About Me
Hi, I’m Stephanie, a Product Lead at Pave. After 6 years at Segment, I joined Pave in January, and I’m rounding out my second month here.
Why talk about hiring?
With 30 interviews under my belt, the majority of my time at Pave has definitely been focused on hiring. As someone who’s done a decent amount of product recruiting, it’s been humbling to realize just how different the recruiting process is across roles and company stages. I’ve learned a lot, so I thought I’d write about it.
Hiring new functional leaders
One of the most exciting parts of joining a startup in a leadership role is helping build the team. But it can quickly become anxiety inducing when you realize there’s urgency to hire not one, but many different roles.
If you’ve hired for a role before, you have a paved road ahead of you: meet your recruiters, set up your interview loops and you’re off. But if you’re hiring for new roles, especially leaders of a new function – especially one that might not be yours – the path ahead can feel more like a dirt track: you’ve never hired the role before, you’ve never done the functional job, and it’s a key hire because this person will be building out their own team.
As a product leader, I traveled this dirt track recently running a search for Pave’s first Product Marketing Manager (PMM) lead, as someone who is not a PMM.
Here are three lessons from the experience of hiring for a functional leader – especially for a function that is not my own.
Learning #1. Find your external experts to help you build the role
Interviewing experts is the most efficient way to create a clear candidate profile and a first class interview loop. Talk to two or three people who have hired the same role successfully at companies you admire. At a minimum, you should get their interview loops, their assessment of the talent market, and their thoughts on your role (what seniority? insights on compensation? any referrals?!)
From conversations with three PMM leaders I quickly became confident in three things:
Pave needed a player-coach, who could do both urgent IC work and hire the team.
Top tier companies were taking up to 6 months to hire a senior PMM. Pave needed to find great referral candidates if we didn’t want to wait this long.
These expert interview loops are going to become my interview loop 🙂 The questions were useful, but the rubrics were especially valuable. Calibrating a good vs. great PMM was not a skill I had honed yet, and these templates made it much easier.
Thank you Kevin Garcia, Andy Schumeister and Jaleh Rezai for being my PMM experts.
Learning #2: Creating a totally new function is a skill - test for it in your process
It’s easy to create an interview loop that purely tests for the skills needed to do the functional job (i.e. being a great PMM). But if this person will be the first of their function, there is actually quite a lot more to the job than just management. At a minimum, they need to educate the company on what they do and actually operationalize the function successfully.
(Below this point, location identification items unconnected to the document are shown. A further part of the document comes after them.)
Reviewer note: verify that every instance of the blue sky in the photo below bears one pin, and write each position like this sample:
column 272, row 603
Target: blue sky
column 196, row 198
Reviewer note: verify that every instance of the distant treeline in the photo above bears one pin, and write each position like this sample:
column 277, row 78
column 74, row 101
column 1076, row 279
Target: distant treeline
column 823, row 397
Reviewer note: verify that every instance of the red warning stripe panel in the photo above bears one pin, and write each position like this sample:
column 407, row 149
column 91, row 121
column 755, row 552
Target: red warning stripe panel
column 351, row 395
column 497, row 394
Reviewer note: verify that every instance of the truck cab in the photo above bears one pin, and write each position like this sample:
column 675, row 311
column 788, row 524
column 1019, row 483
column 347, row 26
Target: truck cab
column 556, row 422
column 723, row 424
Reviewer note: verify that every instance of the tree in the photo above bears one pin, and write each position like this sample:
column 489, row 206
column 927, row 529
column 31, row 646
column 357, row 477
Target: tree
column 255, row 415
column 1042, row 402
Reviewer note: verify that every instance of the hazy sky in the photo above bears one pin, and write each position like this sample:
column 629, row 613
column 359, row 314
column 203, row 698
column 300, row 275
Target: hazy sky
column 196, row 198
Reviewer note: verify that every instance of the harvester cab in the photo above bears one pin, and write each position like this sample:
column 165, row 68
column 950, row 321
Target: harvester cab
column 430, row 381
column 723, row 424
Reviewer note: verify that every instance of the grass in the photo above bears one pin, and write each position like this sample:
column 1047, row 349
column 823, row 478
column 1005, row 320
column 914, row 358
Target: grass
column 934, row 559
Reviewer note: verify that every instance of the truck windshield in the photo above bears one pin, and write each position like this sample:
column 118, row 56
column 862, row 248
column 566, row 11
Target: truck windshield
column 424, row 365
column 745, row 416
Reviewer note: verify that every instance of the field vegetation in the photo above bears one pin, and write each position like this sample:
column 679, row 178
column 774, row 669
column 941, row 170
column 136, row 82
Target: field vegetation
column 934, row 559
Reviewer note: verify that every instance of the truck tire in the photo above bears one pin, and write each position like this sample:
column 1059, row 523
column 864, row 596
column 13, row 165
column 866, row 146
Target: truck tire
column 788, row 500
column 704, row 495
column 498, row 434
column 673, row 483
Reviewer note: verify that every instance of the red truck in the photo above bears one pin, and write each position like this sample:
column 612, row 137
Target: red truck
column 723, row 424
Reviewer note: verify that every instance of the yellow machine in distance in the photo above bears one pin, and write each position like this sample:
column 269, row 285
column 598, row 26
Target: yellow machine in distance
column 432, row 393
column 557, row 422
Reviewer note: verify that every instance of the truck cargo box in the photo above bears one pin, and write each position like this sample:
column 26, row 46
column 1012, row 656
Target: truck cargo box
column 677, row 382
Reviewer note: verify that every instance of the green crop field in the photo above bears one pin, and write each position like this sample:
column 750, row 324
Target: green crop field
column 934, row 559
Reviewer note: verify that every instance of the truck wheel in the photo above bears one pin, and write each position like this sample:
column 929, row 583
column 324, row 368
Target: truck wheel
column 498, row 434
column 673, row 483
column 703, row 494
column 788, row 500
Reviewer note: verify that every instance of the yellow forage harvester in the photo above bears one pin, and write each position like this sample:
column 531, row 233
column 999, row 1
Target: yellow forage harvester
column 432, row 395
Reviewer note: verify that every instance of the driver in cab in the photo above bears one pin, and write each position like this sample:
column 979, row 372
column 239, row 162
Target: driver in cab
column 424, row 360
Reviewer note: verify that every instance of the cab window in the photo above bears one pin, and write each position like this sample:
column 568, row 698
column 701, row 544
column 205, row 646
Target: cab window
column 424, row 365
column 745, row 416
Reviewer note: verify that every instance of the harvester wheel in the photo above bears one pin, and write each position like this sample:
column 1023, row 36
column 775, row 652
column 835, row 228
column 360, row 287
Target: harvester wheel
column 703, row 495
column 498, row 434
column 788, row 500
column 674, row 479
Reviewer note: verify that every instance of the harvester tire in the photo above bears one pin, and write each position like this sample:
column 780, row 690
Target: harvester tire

I created an interview to test for this skillset, given its importance to the role. In addition to giving us signal on the candidate’s excitement and ability to do this “founding work”, it really helped set the candidates expectations: this work is coming for you should you choose to accept - get ready!
Learning #3: Good candidates should teach you things
High caliber leaders have spent a lot of time thinking about their function. This should absolutely show up in the interview process. Tactically, this looks like teaching you new things that force you to question assumptions you’ve held up to this point. In doing this, a candidate both showcases their domain expertise and their willingness to proactively challenge you.
There were many things I learned when talking with excellent PMM candidates. I learned about hiring strategy; when to think about hiring specialist PMMs vs. generalist as you grow a team. I also learned the importance of balance in partnering with Sales and Product, and what can practically fall apart when you over rotate to serve just one.
When I learned things from candidates, my overwhelming feeling was relief. These were folks who could provide great PMM leadership and guidance to not just their team - but also to me and other leaders in the company. This is exactly what Pave needed!
I hope these learnings are helpful as you begin your hiring journey. Good luck and let me know how it goes!